Jakbyś lubiła się kochać to na pewno nie byłabyś samotna
Ha ha ha a co to ma do rzeczy? Według twojego toku myślenia,to najmniej samotne czują się te panie,które stoją przy wylotówkach z dużych miast.One lubią się kochać.Muszę kiedyś spytać,czy czują się mniej samotne niż jak siedziały w domu. Ciebie chyba pogięło.
ale bzdury.....sex a samotność
najgorzej jest byc samotnym i jednocześnie nie byc samemu. nawet wrogom tego nie życzę...
to tez prawda...nie jedna osoba jest samotna w swoim małżeństwie...nie powinnam narzekac..jakoś bedzie
A ja jestem samotny,ale fajnie sobie wolny czas organizuje chodze swoimi ścieżkami jestem zadowolonym z życia ostrowiakiem i tak mi pasuje :)))

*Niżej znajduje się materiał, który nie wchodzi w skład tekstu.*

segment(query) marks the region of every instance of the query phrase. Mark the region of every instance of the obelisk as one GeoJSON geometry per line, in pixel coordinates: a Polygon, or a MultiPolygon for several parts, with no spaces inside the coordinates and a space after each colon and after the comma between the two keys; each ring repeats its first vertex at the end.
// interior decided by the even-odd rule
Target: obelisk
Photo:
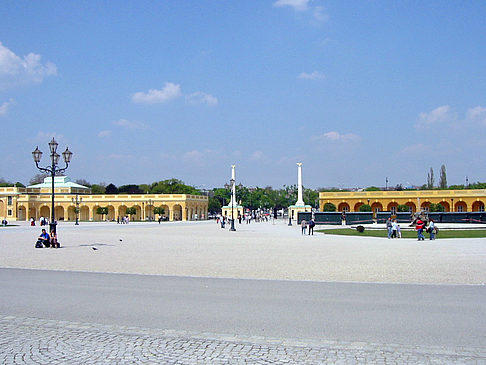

A może jest ktoś na tym forum,kto lubi fotografować? Ja fotografuję tak amatorsko i głównie krajobrazy.Zupełnie nie wiem,gdzie by się wybrać żeby zrobić fajne zdjęcia. Mogę się pochwalić podobno fajnymi zachodami ale niestety z innego miasta. Pozdrawiam.
Ja lubię. Są dziesiątki fajnych miejsc na obrzeżach Ostrowca i jeszcze więcej trochę dalej jeśli chodzi o fotografię krajobrazową.